L’erreur de Zemmour – car erreur il y a – a été de ne pas assortir cette surprenante déclaration de « respect » d’une explication ou d’un développement qui l’auraient remise en perspective. Il est parfaitement exact – c’est l’un des éléments, non le moindre ni le moins préoccupant, du problème – que la plupart des djihadistes ( une notable exception étant celle du dénommé Abdeslam, qui voulait bien tuer mais n’avait pas envie de mourir) sont de modernes volontaires de la mort, des kamikazes, et c’est particulièrement vrai de ceux qui, ayant grossi les forces et rejoint le territoire du prétendu Etat islamique, défient depuis deux ans les avions, les chars, les missiles et les offensives d’une coalition infiniment supérieure par l’armement et les effectifs mais moralement moins déterminée.
Pour autant, quel « respect » méritent les affidés d’une idéologie sectaire, régressive, mortifère, qui fait d’eux par destination des robots fanatiques, des tortionnaires, des assassins, des Barbares ? Il est vrai qu’ils font tête à l’ennemi avec la même énergie, avec la même farouche volonté que des bêtes féroces, mais comment « respecter » des êtres humains qui se sont retranchés de la communauté humaine et qui, s’ils sont effectivement prêts à sacrifier leur vie, font si bon marché de la vie des autres ? Courageux, et pourtant lâches, car s’il y a du courage à affronter la mort au combat, la lâcheté est innommable qui les porte à ne respecter ni la vie ni l’humanité ni l’innocence et à coucher sur le pavé ou à égorger indistinctement vieillards et jeunes gens, femmes et enfants ?
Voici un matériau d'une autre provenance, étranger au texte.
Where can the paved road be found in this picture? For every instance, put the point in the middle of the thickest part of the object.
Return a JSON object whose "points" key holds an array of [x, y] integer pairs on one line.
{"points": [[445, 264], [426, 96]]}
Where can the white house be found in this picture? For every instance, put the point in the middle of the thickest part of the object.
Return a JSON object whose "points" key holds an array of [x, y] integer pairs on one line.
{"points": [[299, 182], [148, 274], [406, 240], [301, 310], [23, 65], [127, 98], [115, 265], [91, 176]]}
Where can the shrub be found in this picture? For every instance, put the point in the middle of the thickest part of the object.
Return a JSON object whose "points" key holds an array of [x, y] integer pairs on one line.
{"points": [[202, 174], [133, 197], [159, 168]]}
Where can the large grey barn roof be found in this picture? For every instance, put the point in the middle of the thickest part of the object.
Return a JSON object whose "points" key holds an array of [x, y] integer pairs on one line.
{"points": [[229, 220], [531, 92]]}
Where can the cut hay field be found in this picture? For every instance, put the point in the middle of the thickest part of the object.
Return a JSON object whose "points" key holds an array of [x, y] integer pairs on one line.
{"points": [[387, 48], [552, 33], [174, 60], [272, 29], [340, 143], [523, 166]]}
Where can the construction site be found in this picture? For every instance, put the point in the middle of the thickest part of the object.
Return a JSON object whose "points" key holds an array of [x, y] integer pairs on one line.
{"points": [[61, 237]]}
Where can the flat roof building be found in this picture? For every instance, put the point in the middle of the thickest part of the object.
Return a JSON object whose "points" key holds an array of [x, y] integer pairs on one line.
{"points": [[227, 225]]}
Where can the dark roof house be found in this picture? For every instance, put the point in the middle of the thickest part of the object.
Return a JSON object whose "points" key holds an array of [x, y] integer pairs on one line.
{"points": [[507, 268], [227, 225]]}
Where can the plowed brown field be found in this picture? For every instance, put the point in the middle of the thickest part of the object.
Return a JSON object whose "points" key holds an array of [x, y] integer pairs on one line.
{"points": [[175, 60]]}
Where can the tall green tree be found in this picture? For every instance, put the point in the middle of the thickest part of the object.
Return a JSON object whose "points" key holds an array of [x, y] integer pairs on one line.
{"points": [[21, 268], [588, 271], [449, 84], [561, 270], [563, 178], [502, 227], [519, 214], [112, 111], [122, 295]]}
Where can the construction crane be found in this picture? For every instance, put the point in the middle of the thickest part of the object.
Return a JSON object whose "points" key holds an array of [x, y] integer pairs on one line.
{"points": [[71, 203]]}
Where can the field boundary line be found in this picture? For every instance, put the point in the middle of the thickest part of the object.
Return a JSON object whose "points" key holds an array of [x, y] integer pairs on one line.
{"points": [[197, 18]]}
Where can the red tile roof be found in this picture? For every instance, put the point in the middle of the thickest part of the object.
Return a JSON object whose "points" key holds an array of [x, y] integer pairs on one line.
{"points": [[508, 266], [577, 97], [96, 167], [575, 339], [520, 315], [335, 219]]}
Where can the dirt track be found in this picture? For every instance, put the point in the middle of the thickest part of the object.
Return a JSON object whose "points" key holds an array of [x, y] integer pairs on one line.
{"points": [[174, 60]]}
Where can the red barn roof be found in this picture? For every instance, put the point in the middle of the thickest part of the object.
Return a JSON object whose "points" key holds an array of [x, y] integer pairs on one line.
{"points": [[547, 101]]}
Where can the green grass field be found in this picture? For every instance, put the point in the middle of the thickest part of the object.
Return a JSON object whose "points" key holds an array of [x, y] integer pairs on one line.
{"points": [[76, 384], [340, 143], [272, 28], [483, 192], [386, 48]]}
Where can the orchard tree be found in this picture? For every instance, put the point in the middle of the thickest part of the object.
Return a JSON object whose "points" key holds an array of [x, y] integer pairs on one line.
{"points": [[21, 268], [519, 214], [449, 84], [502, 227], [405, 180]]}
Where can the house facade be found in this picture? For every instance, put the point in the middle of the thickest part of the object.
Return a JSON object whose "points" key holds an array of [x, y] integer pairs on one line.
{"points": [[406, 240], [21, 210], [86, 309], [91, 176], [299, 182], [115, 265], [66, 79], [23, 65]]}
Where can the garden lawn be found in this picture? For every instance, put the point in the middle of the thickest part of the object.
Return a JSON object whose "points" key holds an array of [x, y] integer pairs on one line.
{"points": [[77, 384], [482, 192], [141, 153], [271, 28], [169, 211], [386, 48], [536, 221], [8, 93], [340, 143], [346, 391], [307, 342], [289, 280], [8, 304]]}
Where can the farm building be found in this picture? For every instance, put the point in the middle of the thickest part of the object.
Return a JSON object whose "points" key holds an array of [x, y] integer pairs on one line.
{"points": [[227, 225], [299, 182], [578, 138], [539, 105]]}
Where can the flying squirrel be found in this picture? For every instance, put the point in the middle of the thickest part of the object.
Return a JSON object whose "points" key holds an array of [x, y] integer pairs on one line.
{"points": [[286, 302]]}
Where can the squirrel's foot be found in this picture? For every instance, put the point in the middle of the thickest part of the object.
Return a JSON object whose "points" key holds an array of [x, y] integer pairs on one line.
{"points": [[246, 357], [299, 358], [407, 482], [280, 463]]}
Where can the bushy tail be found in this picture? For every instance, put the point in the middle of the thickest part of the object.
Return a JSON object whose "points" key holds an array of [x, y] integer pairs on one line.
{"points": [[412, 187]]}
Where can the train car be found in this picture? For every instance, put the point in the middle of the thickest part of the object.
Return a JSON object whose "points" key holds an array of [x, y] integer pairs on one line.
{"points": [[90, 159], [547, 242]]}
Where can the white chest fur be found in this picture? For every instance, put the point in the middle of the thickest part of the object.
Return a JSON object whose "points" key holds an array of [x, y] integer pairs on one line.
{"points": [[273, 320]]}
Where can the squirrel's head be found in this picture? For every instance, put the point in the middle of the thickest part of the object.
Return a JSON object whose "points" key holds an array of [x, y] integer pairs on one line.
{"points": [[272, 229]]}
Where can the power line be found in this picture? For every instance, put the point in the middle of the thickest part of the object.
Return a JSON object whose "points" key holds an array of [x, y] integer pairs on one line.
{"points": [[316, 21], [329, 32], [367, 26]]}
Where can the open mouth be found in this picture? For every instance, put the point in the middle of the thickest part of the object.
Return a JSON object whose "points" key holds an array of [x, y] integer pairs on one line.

Zemmour a parlé en froid logicien, et pris de la hauteur, ou de la distance, alors que nous sommes encore au cœur de la mêlée, et que la passion l’emporte si facilement sur la raison et les pulsions sur l’objectivité. C’est la faille que tentent d’exploiter misérablement ceux qui l’attendaient à la faute. Nous ne nous joindrons pas à la meute, ni à la rédaction de RTL qui a saisi l’occasion inespérée de se désolidariser de l’une de ses vedettes, ni à la direction de la station qui s’est dite courageusement « consternée » des propos de son éditorialiste.
François Mitterrand, le 8 mai 1995, devant le Bundestag médusé, avait fait sensation en rendant un hommage appuyé aux soldats allemands qui, si nombreux étaient allés au-devant de la mort. « Ils étaient courageux », avait-il affirmé. Mais il n’avait pas omis d’ajouter « pour une cause mauvaise. » Et puis, à deux jours de la fin de son second septennat, le président de la République d’alors n’avait plus rien à perdre.